Between Opportunity and Inequality: Educating Etobicoke in Metro Toronto (Canada), 1945–Present
- Dates
- Tuesday 6 July 2021 (17:30-19:00)
With speaker Dr Jason Ellis from the University of British Columbia
At one time Canada’s inner suburbs like Etobicoke (pronounced \e-ˈtō-bi-ˌkō) were springboards of opportunity. In the first two decades or so after World War II, these communities enabled two investments that helped to vault families into the expanding middle class: the purchase of an affordable house and a quality, free public education for their children. However, since about 1970, income inequality has encroached significantly on opportunity in inner suburbs such as Etobicoke. Inequality has accelerated at the same time that Canadian inner suburbs have become more racially diverse. Since few studies of suburban education in Canada exist, it is not clear how suburban school systems and communities are faring with these challenging changes.

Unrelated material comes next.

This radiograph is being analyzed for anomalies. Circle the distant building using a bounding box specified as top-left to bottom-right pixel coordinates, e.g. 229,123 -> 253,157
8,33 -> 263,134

This presentation will take up one or two of the conscious policy decisions that local school trustees, suburban politicians, private real estate developers, provincial Ministry of Education officials, and a host of others made as they built and managed Etobicoke and its schools over several generations. This way it will try to address two interrelated questions: (a) What are the historical relationships among suburban schooling, homeownership, opportunity and social mobility, race and immigration, and income inequality? (b) What can be done? Or, what does the study of the past tell policy makers that can help them to make better decisions for Etobicoke and other Canadian suburbs in the present?